A study by Hans-Peter Hartung, M.D., of Heinrich-Heine-Universität, Düsseldoft, Germany, and colleagues examines the association between IL-17F and treatment response to interferon beta-1b among patients with relapsing-remitting multiple sclerosis.
Serum samples were analyzed with an immunoassay from 239 randomly selected patients treated with interferon beta-1b, 250 micrograms, for at least 2 years in the Betaferon Efficacy Yielding Outcomes of a New Dose Study. Researchers measured the levels of IL-17F at baseline and month 6, as well as the difference between the IL-17F levels at month 6 and baseline were compared between: (1) patients with less disease activity versus more disease activity; (2) patients with no disease activity versus some disease activity; and (3) responders versus nonresponders.

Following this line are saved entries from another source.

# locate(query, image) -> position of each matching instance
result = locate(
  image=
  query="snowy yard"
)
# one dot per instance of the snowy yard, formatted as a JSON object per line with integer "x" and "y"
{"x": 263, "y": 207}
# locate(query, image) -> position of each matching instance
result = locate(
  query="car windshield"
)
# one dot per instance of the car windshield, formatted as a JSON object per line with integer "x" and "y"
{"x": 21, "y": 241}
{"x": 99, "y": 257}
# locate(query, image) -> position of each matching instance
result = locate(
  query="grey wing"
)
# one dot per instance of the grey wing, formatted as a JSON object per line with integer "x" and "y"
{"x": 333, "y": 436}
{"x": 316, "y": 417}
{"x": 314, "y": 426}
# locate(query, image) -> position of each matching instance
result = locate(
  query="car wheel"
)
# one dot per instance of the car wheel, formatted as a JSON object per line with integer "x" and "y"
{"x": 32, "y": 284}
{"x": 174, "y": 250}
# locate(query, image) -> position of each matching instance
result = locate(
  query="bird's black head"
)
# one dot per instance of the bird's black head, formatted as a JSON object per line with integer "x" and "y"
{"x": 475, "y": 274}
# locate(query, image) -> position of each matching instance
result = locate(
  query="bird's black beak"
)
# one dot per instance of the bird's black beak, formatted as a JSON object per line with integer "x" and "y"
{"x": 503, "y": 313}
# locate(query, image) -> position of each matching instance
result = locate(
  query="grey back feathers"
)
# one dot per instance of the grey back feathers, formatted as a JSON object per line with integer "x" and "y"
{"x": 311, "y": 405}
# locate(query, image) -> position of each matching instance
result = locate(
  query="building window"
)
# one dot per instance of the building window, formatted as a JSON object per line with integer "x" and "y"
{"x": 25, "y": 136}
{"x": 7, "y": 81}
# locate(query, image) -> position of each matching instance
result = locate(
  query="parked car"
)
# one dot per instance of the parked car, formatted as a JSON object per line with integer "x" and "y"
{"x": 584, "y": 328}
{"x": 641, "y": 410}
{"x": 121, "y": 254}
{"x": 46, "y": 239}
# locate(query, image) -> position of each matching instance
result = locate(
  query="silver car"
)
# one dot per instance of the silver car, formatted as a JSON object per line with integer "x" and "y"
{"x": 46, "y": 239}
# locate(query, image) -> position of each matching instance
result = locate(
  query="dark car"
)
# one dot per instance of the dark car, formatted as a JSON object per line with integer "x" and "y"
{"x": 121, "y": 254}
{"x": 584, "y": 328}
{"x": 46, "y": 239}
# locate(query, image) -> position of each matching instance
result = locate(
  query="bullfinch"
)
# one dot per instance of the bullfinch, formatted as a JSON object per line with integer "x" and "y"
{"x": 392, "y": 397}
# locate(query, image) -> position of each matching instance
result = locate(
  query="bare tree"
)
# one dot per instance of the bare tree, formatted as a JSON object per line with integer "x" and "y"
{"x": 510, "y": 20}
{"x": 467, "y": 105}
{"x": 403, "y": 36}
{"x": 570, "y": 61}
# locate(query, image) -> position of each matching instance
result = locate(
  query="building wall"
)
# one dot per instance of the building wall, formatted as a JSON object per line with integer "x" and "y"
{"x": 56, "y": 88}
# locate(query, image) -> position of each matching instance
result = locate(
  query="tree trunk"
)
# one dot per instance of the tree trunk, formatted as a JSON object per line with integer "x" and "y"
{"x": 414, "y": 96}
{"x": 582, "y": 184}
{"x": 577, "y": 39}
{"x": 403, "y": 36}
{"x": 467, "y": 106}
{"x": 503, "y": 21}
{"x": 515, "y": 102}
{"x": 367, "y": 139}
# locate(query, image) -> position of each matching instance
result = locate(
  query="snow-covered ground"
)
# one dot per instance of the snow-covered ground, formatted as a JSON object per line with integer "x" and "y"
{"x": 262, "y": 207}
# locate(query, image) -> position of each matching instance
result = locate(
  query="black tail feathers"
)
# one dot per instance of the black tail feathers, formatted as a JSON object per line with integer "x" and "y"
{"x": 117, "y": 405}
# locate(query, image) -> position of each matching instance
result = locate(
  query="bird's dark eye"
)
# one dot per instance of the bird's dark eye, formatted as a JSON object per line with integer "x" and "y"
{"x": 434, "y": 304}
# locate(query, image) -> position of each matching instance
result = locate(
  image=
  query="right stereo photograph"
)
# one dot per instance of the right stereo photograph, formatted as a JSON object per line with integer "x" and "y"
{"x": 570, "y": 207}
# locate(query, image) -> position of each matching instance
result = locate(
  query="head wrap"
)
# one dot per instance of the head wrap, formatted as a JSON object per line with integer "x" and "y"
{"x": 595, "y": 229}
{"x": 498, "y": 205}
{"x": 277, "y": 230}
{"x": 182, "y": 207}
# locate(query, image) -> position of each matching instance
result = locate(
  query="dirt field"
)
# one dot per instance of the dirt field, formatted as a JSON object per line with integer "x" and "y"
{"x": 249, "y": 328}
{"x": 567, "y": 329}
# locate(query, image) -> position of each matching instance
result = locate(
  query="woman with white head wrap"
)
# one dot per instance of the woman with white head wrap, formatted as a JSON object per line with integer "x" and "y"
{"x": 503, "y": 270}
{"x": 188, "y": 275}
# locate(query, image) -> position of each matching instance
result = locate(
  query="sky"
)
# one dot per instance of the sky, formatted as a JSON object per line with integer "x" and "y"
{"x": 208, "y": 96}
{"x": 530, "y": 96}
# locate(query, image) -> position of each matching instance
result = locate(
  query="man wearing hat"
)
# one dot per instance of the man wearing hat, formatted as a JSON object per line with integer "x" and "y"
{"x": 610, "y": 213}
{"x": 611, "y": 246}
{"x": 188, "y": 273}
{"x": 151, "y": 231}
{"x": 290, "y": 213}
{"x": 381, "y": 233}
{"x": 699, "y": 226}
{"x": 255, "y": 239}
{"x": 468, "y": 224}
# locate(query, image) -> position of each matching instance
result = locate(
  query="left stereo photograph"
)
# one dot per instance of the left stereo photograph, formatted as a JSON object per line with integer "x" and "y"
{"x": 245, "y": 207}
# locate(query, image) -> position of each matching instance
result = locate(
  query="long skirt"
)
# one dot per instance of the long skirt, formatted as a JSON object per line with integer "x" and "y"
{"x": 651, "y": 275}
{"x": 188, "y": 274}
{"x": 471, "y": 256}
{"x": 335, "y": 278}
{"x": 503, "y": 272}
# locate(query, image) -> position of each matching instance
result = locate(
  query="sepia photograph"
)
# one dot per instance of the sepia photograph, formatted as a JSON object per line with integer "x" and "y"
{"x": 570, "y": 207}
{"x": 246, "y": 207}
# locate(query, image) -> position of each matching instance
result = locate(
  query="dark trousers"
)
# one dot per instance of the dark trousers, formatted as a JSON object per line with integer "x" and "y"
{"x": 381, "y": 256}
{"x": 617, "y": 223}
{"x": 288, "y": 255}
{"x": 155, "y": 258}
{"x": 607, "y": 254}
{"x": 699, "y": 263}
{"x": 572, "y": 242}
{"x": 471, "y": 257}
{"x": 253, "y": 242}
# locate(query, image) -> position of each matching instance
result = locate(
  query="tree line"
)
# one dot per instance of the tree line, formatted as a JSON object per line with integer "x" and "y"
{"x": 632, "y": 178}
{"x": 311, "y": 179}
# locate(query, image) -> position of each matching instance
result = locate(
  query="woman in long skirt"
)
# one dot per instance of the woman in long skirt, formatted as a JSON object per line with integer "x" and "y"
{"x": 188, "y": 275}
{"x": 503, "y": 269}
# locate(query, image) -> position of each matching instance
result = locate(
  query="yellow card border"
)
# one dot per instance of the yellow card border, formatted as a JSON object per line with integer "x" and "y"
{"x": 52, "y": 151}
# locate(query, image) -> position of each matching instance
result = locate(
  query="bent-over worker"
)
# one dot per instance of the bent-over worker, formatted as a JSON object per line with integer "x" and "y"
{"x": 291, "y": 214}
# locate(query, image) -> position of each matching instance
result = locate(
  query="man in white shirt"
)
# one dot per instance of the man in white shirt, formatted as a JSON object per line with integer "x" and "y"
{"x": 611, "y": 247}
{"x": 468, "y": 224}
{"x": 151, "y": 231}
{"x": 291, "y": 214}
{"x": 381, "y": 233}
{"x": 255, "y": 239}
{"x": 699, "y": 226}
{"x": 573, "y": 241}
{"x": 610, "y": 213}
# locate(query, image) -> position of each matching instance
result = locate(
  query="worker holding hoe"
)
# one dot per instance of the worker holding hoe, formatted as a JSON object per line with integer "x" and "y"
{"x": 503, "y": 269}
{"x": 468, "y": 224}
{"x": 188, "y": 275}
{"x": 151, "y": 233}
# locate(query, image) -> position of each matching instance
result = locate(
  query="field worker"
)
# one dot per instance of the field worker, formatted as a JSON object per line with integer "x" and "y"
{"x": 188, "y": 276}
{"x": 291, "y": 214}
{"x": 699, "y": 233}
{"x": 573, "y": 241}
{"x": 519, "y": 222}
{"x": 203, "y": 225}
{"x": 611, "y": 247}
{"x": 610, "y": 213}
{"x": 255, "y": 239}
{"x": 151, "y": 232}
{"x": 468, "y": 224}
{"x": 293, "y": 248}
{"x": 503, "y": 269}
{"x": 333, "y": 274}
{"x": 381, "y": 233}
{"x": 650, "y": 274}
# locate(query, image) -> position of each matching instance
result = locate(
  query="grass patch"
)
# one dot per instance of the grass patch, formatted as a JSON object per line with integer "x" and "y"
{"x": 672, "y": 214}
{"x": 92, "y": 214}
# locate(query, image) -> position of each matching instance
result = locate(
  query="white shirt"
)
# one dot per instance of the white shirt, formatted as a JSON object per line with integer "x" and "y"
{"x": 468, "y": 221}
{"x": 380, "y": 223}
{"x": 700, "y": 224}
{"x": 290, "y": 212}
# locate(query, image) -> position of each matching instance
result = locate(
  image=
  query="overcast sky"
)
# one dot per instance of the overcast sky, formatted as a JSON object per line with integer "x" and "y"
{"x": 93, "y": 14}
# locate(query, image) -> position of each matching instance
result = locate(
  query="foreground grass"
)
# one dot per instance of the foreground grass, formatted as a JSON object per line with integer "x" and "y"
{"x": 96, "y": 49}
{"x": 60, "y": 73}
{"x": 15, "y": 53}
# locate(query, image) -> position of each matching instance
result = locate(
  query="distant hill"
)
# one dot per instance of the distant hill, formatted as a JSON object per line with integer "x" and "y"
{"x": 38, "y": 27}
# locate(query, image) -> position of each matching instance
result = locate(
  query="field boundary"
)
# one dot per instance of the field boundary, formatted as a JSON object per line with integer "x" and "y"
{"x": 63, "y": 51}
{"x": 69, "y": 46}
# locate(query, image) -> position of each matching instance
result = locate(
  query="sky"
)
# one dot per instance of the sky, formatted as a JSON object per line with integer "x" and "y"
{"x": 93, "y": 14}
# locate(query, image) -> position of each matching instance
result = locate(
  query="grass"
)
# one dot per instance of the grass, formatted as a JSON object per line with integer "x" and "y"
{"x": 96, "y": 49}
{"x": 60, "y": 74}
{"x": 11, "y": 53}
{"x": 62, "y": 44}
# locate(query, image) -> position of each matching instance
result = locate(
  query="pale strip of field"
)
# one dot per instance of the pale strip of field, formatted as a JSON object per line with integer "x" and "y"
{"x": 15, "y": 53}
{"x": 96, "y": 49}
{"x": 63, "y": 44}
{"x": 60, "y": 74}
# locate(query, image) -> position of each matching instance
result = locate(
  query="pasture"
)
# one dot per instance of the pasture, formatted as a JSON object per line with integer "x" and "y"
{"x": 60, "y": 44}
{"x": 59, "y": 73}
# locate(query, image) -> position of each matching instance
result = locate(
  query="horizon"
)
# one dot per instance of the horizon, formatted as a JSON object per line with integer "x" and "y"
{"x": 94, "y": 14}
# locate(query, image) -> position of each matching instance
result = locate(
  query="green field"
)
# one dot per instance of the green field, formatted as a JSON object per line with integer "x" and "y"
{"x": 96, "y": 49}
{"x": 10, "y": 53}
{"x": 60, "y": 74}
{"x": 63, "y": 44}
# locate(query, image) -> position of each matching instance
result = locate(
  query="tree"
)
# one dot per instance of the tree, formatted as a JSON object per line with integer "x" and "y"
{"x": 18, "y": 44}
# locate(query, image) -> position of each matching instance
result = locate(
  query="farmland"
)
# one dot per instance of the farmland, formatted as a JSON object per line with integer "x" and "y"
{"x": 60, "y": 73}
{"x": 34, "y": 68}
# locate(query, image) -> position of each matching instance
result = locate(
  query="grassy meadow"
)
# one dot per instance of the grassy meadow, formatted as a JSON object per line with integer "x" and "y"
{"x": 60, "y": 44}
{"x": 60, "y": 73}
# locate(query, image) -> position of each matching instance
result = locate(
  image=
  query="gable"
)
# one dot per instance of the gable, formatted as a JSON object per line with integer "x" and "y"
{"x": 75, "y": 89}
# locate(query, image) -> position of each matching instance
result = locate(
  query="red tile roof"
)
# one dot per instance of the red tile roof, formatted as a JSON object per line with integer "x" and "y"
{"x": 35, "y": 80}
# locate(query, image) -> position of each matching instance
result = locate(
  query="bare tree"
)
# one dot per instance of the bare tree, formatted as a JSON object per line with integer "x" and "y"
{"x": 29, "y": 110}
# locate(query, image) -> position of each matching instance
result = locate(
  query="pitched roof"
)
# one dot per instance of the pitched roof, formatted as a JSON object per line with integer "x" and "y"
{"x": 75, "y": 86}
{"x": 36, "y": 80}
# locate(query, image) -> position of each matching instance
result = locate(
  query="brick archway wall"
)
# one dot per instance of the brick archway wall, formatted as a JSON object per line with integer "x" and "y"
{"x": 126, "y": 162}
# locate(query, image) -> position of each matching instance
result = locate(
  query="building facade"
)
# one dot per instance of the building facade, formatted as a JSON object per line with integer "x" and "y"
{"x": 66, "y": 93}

According to study results, levels of IL-17F measured at baseline and month 6 did not correlate with lack of response to treatment after 2 years using clinical and magnetic resonance imaging (MRI) criteria. Relapses and new lesions on MRI were not associated with pretreatment serum IL-17F levels. When patients with neutralizing antibodies were excluded, the results did not change.
"We found that serum concentrations of IL-17F alone did not predict response to interferon beta-1b therapy in patients with relapsing-remitting multiple sclerosis." The study concludes, "Given the multifaceted pathophysiology associated with disease progression and response to treatment by patients with relapsing-remitting multiple sclerosis, using extreme patient cohorts in combination with immune-based biomarker signatures may actually be the most efficient way of initially identifying response markers."